I've mentioned the important work of Bell Labs in previous newsletters. But to really appreciate that smartphone in your pocket, that music you're listening to on your stereo, and the newest episode of The Game of Thrones, it deserves our full attention. It was born more than a hundred years ago out of the need to improve the nascent telephone. It grew into a pure research facility that made an astounding number of scientific discoveries, improved or invented new technologies, and even influenced art and music.

In 1907, Western Electric, the manufacturing subsidiary of a young AT&T, started a research department to improve, develop, and patent telephone technology. By 1925, the department had grown to 3,600 employees. AT&T split the department into two groups, one of which was for pure industrial research–Bell Telephone Laboratories, Inc. Because their efforts required much experimentation, some interesting new technologies were developed in the early days of Bell Labs, such as:

  • Electrical sound recording
  • Television transmission
  • The fax machine
  • The quartz electric clock
  • A wearable electronic hearing aid
  • An artificial larynx
  • Transatlantic telephone system
  • And the sampling theorem – or more precisely, digital audio and communications.

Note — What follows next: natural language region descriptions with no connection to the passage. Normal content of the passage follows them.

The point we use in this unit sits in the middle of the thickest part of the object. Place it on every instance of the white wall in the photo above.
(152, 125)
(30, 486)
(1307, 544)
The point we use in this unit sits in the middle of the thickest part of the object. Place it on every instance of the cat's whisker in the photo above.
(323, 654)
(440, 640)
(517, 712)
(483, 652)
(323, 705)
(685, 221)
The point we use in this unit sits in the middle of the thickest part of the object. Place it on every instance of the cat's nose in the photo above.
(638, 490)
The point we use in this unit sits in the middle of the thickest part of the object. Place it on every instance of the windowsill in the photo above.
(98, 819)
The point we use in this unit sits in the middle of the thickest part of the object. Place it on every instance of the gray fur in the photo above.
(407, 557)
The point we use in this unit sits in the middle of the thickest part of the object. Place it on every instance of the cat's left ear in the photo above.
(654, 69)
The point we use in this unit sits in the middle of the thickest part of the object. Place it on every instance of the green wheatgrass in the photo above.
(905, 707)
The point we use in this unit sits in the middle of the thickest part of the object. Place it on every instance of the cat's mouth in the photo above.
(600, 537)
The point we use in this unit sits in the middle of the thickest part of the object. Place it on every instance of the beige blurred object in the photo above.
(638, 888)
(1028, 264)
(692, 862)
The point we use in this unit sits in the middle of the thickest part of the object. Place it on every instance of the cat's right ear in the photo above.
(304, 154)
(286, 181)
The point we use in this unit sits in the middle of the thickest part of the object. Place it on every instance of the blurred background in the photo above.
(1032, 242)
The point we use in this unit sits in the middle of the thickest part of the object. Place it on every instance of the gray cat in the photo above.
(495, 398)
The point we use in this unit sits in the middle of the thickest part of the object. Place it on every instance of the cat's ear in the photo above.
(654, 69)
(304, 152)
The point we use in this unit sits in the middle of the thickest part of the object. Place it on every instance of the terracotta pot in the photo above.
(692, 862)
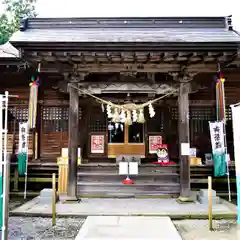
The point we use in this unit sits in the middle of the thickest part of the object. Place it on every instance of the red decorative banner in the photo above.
(162, 153)
(154, 142)
(97, 144)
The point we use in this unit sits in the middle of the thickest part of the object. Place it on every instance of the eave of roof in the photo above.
(7, 51)
(180, 31)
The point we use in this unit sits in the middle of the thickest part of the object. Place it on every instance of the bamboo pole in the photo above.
(54, 199)
(210, 203)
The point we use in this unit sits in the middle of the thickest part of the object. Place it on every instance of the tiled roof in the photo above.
(127, 30)
(8, 51)
(126, 35)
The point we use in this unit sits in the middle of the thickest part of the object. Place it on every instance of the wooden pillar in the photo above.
(183, 129)
(73, 122)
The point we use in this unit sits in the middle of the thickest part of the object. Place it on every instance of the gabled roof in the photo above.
(116, 30)
(7, 51)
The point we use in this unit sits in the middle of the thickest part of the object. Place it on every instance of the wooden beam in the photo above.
(73, 123)
(183, 129)
(131, 67)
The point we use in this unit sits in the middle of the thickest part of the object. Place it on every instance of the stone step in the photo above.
(122, 188)
(115, 177)
(102, 194)
(114, 168)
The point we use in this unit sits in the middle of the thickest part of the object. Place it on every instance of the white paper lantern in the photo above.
(141, 118)
(129, 118)
(134, 114)
(122, 116)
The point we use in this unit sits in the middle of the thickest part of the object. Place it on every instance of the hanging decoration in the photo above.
(32, 112)
(220, 160)
(134, 114)
(220, 98)
(126, 113)
(129, 118)
(23, 148)
(141, 118)
(122, 116)
(151, 110)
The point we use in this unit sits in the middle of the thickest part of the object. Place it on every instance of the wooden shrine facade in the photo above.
(138, 58)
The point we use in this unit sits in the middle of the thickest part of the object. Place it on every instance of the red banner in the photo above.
(154, 142)
(97, 144)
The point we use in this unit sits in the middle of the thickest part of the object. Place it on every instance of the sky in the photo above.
(138, 8)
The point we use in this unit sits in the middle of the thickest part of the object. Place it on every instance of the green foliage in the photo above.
(15, 10)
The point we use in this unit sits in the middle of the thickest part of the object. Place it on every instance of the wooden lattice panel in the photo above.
(55, 119)
(155, 124)
(30, 143)
(9, 143)
(19, 113)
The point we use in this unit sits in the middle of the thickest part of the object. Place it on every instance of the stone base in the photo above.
(202, 197)
(65, 198)
(192, 198)
(46, 196)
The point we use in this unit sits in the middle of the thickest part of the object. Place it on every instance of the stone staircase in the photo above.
(102, 180)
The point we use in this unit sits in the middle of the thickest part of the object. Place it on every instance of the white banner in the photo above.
(217, 137)
(236, 137)
(23, 137)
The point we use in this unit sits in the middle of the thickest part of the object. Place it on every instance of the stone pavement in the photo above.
(125, 207)
(115, 227)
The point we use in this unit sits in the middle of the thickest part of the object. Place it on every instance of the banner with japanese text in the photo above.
(217, 137)
(236, 137)
(154, 142)
(97, 144)
(23, 138)
(218, 148)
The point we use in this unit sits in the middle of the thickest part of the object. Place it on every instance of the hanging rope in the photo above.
(140, 106)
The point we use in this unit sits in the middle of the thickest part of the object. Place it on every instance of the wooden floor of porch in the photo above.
(101, 179)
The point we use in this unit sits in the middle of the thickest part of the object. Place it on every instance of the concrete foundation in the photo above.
(202, 197)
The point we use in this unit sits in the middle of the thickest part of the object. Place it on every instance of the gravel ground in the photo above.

All of these were conceived by the brain pool of Bell Labs before 1930. The next decade would bring even more unbelievable new discoveries and technology:

  • The moving-coil microphone (basically the modern microphone)
  • Radio astronomy
  • Stereo sound recording, transmission, and phonograph
  • Raster scan television (standard TV until Hi-Def came along)
  • Vocoder speech synthesis
  • Boolean Logic Relay Computer

When, as one author put it, "The Second Great Inconvenience" broke out, many Bell Labs inventions were, ahem, "convenient" for war:

  • Vocoder Speech Secrecy System
  • Acoustic Homing Torpedo
  • Horn-Reflector Antenna
  • Echo-Ranging Sonar
  • Synthetic Rubber
  • Computer Controlled M5 Gun Director
  • Nike Anti-Aircraft Missile

From after the war until the early 1980s, Bell Labs invented, developed, or improved:

  • Coax cable
  • The silicon and photovoltaic solar cells
  • The words "software" and "bit"
  • Wireless cellular communications
  • The transistor
  • Computer music
  • Digital computer art
  • The "laser"
  • Satellites
  • Electret microphone
  • Big Bang radiation detection
  • Van Allen belt detection
  • UNIX operating system (Apple, Linux, etc.)
  • C, C++ programming language (leading to Java, Python, Perl, and other internet programming languages)
  • CCD (video and digital photography sensor)
  • The hologram
  • Fiber Optics

This list is by no means exhaustive. They produced thousands of theorems, discoveries, and innovations that surround each of us everyday. There were hundreds of scientists who worked at Bell Labs, many of whom won the Nobel Prize, that are now legends in their respective fields:

  • Joseph Maxfield - recording and acoustical engineering work on the phonograph and movie sound recording
  • Harvey Fletcher - acoustic engineering work on the electric hearing aid, stereo recording and stereo transmission
  • Harry Nyquist - communications engineering on thermal noise, television transmission, and the sampling theorem that led to digital audio and communications
  • Arthur Keller - audio engineering on stereo recordings, and sonar systems for the US Navy
  • John Bardeen - electrical engineering on the transistor and semiconductors
  • Chapin Cutler - communications engineering on Telstar and Project Echo satellites
  • John Pierce - electron theory and devices for NASA's first communication satellite Echo 1, the Telstar 1 satellite with the first intercontinental TV broadcast, and the electron gun used in CRT televisions and computer monitors

Bell Labs continued to be the world's largest and most significant industrial lab after the war through the 1970s. In 1984, when the Ma Bell monopoly was broken up by the courts, Bell Labs was broken up into smaller units as well. With unlimited funding virtually gone, it was no longer dominant. Today, the much, much smaller Bell Labs is part of the Alcatel-Lucent Corporation under Nokia. It still creates, enhances, and produces innovative technologies for voice and data communications. With all those big brains over there, I wonder if I can get them to fix my iPhone dropping calls whenever I walk into my kitchen?